Il Bandello al valoroso signore il signor Claudio Rangone salute


Vi piacque, signor mio, questi dì menarmi a desinar con voi quando partimmo da l’alloggiamento di messer Aluigi Pisani, per la signoria di Vinegia in campo sotto Milano proveditor generale. Venni adunque con voi al vostro padiglione, dove trovammo il nostro messer Bernardo Tasso che ci attendeva per esser venuto a desinar con voi. Ci mettemmo a tavola e tuttavia desinando si cominciò a ragionare tra noi de le rime de la lingua volgare. Quivi il Tasso recitò alcuni bellissimi sonetti composti da lui in lode de la molto vertuosa signora Ginevra Malatesta, i quali essendo da voi molto lodati, voi anco voleste ch’io recitassi alcune de le mie rime. Il che feci più per ubidirvi che perchè giudicassi nessuna de le mie composizioni, che basse ed insulse sono, deversi a parangone di quelle del Tasso recitare. Così adunque col mangiare mischiando soavi e dolci ragionamenti e d’uno in altro parlamento travarcando, entrammo a ragionare dei varii effetti che tutto il dì veggiamo a certi amatori fare, che certamente sono effetti pieni di meraviglia e stupore, veggendosi la grandissima differenza che è tra loro, secondo che varie sono e molto differenti le nature degli operanti cotali effetti.

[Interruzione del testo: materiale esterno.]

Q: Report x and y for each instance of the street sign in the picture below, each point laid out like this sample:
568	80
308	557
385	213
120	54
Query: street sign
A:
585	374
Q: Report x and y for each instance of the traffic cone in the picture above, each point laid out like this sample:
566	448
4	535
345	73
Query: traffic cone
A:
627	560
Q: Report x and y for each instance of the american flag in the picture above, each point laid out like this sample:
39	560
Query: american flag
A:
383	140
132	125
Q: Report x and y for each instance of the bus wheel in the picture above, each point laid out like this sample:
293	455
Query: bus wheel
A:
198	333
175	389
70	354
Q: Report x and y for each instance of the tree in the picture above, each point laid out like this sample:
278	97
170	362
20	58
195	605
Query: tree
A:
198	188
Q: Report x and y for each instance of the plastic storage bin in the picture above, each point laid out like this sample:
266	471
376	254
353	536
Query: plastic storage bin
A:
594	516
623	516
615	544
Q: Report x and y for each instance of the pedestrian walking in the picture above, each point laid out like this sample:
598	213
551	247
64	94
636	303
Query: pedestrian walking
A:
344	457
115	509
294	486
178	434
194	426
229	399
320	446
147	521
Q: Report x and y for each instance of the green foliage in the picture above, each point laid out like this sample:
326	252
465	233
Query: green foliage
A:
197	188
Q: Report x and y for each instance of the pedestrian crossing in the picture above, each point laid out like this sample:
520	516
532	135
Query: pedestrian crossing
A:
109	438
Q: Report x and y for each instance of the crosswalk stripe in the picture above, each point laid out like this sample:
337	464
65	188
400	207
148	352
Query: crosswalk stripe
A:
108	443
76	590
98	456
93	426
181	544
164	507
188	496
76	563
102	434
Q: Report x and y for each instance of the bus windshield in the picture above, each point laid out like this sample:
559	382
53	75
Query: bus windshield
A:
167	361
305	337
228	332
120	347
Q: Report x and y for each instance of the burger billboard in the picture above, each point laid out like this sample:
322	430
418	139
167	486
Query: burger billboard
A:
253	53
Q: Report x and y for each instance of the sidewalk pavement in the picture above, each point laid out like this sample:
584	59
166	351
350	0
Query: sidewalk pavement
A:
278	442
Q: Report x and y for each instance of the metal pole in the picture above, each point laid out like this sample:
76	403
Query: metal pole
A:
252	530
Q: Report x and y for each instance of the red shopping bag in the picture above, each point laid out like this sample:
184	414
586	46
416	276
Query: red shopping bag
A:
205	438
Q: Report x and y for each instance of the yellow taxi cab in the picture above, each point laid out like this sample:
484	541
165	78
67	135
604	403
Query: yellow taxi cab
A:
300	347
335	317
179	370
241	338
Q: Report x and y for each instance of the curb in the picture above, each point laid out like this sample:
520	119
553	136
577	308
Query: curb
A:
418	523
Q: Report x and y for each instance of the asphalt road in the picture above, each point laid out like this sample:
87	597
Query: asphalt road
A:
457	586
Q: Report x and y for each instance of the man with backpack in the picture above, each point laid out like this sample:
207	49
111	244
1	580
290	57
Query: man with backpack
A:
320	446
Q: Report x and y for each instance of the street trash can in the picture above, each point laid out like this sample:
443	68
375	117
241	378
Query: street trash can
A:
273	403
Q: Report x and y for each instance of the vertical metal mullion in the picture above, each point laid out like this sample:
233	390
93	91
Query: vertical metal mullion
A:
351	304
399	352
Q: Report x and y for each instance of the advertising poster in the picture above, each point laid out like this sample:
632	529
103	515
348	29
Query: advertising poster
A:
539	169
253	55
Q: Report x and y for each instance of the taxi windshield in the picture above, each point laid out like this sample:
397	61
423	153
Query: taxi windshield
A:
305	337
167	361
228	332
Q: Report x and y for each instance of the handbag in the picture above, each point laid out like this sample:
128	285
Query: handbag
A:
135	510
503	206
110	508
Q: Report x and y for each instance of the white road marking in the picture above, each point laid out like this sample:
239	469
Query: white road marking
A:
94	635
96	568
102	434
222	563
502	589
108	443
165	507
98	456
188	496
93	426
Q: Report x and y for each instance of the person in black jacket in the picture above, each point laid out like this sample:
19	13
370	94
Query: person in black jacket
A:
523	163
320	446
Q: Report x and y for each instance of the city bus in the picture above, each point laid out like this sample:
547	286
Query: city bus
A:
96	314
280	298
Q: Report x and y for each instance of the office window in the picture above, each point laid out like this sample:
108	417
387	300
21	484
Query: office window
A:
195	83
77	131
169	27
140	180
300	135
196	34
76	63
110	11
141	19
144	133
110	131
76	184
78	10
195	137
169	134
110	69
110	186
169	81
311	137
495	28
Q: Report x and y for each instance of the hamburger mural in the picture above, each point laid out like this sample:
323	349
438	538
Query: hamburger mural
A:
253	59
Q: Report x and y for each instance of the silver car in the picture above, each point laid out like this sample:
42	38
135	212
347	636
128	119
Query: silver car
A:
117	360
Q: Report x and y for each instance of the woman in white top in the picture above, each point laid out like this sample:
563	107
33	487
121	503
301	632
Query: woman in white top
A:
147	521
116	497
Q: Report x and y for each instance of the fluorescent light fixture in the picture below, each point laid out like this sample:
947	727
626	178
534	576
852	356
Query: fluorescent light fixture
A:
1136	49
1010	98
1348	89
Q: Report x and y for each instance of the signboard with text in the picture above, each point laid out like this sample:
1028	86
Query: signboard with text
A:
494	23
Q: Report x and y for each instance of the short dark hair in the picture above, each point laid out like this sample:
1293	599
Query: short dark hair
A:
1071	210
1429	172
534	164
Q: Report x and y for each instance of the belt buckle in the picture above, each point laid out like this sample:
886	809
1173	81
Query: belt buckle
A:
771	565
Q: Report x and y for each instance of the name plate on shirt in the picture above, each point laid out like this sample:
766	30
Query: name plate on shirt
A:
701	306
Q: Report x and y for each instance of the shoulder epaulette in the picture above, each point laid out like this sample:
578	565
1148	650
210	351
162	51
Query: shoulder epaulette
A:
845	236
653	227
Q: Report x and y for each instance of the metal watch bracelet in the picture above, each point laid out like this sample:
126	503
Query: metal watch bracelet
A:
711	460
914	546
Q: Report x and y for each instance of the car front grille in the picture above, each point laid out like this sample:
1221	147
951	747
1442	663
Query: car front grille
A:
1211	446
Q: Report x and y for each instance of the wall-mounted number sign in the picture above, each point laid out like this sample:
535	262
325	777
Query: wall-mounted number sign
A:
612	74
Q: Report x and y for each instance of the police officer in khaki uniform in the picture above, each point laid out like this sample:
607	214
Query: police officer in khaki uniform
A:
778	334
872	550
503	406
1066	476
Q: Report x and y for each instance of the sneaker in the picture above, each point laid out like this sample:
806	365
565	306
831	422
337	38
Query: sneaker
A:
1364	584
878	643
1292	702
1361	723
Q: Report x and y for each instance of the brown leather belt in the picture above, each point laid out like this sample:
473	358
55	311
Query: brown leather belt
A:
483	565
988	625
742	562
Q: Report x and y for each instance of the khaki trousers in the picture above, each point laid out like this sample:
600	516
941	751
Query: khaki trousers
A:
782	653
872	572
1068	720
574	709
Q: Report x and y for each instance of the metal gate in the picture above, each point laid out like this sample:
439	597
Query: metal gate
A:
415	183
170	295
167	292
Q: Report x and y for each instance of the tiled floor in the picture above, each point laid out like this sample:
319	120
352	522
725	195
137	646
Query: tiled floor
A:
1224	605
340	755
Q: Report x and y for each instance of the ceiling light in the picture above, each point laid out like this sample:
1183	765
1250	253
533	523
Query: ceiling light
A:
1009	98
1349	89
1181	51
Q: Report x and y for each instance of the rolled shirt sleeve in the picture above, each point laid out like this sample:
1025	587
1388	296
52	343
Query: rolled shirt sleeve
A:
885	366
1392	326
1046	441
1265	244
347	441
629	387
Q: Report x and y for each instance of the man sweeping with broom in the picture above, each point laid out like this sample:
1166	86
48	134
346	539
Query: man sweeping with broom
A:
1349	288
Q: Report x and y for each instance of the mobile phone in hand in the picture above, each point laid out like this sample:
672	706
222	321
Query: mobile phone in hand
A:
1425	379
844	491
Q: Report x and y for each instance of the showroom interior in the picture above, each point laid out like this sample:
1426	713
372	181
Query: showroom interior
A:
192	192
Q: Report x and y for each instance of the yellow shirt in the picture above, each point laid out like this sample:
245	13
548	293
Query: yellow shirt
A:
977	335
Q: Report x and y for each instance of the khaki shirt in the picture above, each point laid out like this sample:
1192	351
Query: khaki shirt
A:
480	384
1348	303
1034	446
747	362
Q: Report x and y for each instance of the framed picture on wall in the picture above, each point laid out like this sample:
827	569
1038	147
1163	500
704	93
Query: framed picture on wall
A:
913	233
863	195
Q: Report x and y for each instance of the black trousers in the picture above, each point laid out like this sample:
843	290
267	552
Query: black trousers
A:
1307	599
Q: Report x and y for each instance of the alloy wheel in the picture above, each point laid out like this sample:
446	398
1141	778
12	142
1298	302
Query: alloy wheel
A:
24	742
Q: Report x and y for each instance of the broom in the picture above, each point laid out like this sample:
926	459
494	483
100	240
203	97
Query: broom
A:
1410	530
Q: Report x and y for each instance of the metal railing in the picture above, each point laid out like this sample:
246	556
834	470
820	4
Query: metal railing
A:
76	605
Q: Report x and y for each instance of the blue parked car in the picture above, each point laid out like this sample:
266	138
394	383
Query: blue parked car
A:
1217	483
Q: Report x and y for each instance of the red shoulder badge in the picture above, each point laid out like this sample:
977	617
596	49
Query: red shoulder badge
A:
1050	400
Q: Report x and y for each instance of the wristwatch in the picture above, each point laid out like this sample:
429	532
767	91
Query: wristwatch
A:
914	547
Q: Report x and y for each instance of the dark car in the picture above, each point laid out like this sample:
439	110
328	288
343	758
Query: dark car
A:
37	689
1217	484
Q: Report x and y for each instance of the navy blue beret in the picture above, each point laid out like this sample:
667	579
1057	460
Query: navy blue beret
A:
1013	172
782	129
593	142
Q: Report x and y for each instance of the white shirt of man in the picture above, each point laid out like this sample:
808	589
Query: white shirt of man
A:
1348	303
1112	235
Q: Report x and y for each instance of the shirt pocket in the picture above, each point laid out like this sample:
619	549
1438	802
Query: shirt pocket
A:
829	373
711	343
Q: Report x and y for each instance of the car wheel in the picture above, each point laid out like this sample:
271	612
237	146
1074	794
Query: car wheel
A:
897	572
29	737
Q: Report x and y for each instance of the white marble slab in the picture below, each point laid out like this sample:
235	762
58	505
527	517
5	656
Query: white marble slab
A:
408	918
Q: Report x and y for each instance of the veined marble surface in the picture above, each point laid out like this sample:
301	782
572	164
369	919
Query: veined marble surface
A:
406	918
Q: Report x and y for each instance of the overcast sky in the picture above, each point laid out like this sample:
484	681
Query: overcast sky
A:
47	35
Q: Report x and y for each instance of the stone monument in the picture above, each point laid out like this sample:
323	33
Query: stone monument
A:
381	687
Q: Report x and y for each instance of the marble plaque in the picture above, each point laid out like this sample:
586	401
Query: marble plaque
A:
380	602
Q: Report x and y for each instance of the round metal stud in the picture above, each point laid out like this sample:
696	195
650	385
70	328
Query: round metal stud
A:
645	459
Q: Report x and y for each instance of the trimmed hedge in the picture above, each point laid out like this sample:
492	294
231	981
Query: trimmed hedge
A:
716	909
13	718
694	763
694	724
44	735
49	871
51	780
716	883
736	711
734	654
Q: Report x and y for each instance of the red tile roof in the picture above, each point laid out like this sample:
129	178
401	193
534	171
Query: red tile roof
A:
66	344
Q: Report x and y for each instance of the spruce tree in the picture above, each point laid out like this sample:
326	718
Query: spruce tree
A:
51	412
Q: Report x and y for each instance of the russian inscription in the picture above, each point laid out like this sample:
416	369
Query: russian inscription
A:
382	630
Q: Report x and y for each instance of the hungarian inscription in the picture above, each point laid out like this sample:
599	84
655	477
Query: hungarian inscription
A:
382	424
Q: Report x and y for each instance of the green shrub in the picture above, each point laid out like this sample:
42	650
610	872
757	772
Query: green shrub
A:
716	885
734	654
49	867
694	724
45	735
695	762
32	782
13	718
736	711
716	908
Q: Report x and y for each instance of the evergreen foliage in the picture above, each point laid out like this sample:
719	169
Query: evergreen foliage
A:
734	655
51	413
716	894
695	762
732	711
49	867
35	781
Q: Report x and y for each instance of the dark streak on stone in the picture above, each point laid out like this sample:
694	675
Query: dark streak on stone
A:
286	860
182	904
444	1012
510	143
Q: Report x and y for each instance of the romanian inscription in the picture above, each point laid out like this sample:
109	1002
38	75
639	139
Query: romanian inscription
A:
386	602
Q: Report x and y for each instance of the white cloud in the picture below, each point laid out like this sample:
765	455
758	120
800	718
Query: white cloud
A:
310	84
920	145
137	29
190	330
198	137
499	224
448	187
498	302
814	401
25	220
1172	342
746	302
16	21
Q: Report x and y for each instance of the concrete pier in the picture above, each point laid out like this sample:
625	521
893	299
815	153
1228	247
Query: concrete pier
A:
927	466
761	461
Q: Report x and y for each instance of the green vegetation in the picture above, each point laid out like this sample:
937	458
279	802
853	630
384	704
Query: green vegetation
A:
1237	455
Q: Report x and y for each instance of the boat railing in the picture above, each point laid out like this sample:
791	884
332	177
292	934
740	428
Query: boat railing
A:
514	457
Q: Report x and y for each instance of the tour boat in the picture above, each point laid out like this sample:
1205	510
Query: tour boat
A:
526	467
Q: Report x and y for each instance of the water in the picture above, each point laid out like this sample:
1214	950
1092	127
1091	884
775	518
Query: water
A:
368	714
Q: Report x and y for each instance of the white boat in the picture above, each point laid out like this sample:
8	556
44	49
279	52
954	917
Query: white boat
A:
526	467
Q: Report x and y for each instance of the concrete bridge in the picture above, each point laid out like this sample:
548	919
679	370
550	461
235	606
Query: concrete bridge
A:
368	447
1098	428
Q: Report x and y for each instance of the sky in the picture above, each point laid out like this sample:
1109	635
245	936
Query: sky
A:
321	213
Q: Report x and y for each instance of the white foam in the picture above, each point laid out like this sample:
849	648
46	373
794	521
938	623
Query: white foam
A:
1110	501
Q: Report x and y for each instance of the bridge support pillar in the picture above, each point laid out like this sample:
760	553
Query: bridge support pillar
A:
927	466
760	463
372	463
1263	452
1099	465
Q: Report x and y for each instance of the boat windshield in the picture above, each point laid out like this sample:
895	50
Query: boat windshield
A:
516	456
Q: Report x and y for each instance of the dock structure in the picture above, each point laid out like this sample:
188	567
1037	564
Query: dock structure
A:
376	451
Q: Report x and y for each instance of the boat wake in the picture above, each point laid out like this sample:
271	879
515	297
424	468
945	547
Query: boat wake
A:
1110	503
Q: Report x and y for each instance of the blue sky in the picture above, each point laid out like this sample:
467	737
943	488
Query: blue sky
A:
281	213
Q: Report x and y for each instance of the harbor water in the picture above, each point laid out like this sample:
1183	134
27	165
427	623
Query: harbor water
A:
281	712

Quivi uno dei vostri servidori cominciò a voler narrare un caso avvenuto a Modena, il quale io questi anni passati udii recitare al dotto giovine messer Gianfrancesco Furnio e lo scrissi. E dicendo io, dopo che il vostro assai brevemente detto l’ebbe, che già scritto l’aveva, voi mi pregaste ch’io ve lo facessi vedere. Il che ora faccio, ed essa novella dal Furnio narrata vi mando e al nome vostro consacro. State sano.